Listening sessions offer a sense liberation – the feeling of finally being heard, said Lynn Wilson, Vice President and Director of Patient Centered Research at the Myositis Support and Understanding advocacy organization. Wilson, lives with dermatomyositis, a rare condition that causes muscle weakness and skin changes.
“You can't imagine the impact that it has, because one of the things that we feel sometimes is that we're not being listened to by anybody, our family, our doctors, let alone the FDA,” Wilson said. “They don't know what we're going through.”
To make the best of talking to the FDA in one of these meetings Wilson offers three tips:
- Be prepared by getting familiar with the agenda, adhering to deadlines set by the FDA, knowing ahead of time who is going to share their story and what they’re going to say.
- Back up your presentation with research and data.
- Know that officials with the FDA and your patient organization are there to help with the process.
The listening sessions happen at the FDA’s request or because a patient group requests one. Being selected to participate gives patients a hopeful sense that their condition is important and deserving of attention.
“It’s a really uplifting moment for people to know that that are having an impact on their disease area by telling their story,” Wilson said.
Anne Rowzee, Associate Director for Policy at FDA’s Office of Tissues and Advanced Therapies, finds the sessions mutually impactful.
“It can be challenging to get a sense of these clinical manifestations and the patient burden, especially for rare diseases, without hearing directly from patients,” she said during a panel discussion at this year’s NORD Breakthrough Summit.
The FDA, responsible for overseeing approval of medical treatments, might not make any comments during a session, but that’s not the whole story. Rowzee said. Behind the scenes, a patient’s story might inform future therapy development, clinical trial design, or shape regulatory thinking, she said.

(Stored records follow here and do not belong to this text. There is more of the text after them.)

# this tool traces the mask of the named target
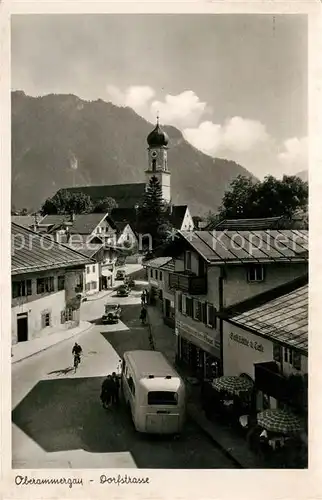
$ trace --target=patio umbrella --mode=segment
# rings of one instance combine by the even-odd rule
[[[292,434],[301,431],[301,420],[293,413],[276,408],[264,410],[257,415],[257,423],[267,431]]]
[[[212,387],[217,391],[227,391],[232,395],[239,395],[241,392],[249,392],[253,389],[252,380],[237,375],[226,375],[215,378]]]

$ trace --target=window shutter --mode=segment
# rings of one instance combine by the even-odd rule
[[[41,315],[41,328],[46,327],[46,314]]]
[[[182,293],[178,293],[178,311],[182,313]]]
[[[64,324],[66,321],[65,311],[61,311],[60,313],[60,322]]]
[[[32,294],[31,280],[27,280],[26,285],[27,285],[27,295],[31,295]]]
[[[212,314],[212,326],[217,328],[217,309],[215,306],[211,306],[211,314]]]
[[[282,361],[282,346],[273,344],[273,359],[280,363]]]
[[[193,300],[191,297],[186,298],[186,305],[187,305],[187,316],[193,318]]]
[[[206,325],[207,324],[207,302],[203,302],[201,305],[201,318],[202,322]]]

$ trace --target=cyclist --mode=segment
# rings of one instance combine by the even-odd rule
[[[83,349],[81,348],[81,346],[79,344],[77,344],[77,342],[75,342],[75,345],[74,345],[73,350],[72,350],[72,354],[74,356],[75,371],[76,371],[78,364],[80,363],[80,357],[81,357],[82,352],[83,352]]]

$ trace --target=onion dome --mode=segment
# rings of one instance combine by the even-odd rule
[[[147,141],[150,148],[168,145],[169,137],[160,127],[159,119],[157,120],[156,127],[148,135]]]

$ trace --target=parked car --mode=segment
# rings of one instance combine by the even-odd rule
[[[81,301],[81,302],[87,302],[87,296],[84,292],[79,292],[76,294],[76,297]]]
[[[115,279],[116,280],[124,280],[124,278],[125,278],[125,269],[118,269],[116,271]]]
[[[126,276],[124,278],[124,285],[126,285],[130,290],[135,287],[135,281],[133,278]]]
[[[102,316],[102,323],[118,323],[121,319],[122,309],[119,304],[105,304],[105,311]]]
[[[126,285],[119,286],[116,294],[118,297],[128,297],[130,294],[129,287]]]

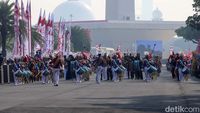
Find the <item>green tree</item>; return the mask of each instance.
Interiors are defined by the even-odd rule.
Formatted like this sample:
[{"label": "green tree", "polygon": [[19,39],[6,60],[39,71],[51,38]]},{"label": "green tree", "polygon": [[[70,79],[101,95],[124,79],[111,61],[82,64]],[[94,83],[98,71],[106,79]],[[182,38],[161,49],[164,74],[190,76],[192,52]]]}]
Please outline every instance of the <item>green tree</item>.
[{"label": "green tree", "polygon": [[[56,28],[56,27],[54,27]],[[54,49],[58,45],[58,29],[54,29]],[[67,33],[66,31],[66,37]],[[90,51],[91,49],[91,38],[88,29],[81,28],[80,26],[71,27],[71,50],[74,52],[79,51]]]},{"label": "green tree", "polygon": [[37,32],[36,28],[31,29],[31,54],[33,55],[33,50],[36,44],[39,44],[41,47],[44,45],[44,39],[42,38],[41,34]]},{"label": "green tree", "polygon": [[6,57],[6,42],[8,35],[13,33],[13,14],[14,3],[9,3],[9,0],[0,1],[0,33],[2,41],[2,54]]},{"label": "green tree", "polygon": [[91,38],[89,30],[81,28],[80,26],[74,26],[72,27],[71,32],[71,42],[74,51],[90,51]]},{"label": "green tree", "polygon": [[198,43],[198,40],[200,39],[200,0],[194,0],[192,5],[196,13],[187,18],[186,27],[178,28],[175,32],[185,40]]}]

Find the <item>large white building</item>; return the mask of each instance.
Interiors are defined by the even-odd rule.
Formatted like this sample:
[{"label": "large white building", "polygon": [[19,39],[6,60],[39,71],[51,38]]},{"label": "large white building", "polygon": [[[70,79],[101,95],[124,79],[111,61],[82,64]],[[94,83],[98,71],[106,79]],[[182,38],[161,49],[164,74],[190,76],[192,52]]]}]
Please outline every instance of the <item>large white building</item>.
[{"label": "large white building", "polygon": [[[73,11],[67,7],[77,7],[76,12],[91,14],[92,11],[90,10],[82,12],[78,8],[88,10],[85,5],[80,6],[80,1],[73,2],[76,2],[73,3],[73,6],[69,6],[71,5],[70,1],[63,3],[66,7],[61,8],[64,11],[62,12],[63,16],[77,15],[76,13],[73,14]],[[92,46],[101,44],[104,47],[117,48],[120,45],[121,50],[133,52],[137,40],[161,40],[164,58],[169,55],[169,42],[176,35],[175,30],[185,25],[184,22],[177,21],[135,21],[135,0],[107,0],[106,20],[94,21],[88,19],[87,16],[81,18],[83,18],[82,21],[78,19],[78,21],[73,21],[72,26],[78,25],[89,29]]]},{"label": "large white building", "polygon": [[135,0],[106,0],[106,20],[135,20]]}]

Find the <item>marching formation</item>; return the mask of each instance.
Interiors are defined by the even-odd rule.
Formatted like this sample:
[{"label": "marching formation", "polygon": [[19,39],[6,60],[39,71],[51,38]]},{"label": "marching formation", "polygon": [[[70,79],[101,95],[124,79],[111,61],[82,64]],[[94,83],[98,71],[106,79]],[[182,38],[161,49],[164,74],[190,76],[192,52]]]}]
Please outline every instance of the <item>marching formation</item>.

Interested in hosting one and having your voice heard by the FDA? You’ll have to apply, but most requests are granted, Rowzee said. And you don’t have to travel to Washington, D.C. for a session, said Robyn Bent, Patient Focused Drug Development Program Director at FDA’s Center for Drug Evaluation and Research (CDER). The agency also sets up sessions using Zoom. Upcoming sessions include sickle cell disease and C. difficile infections.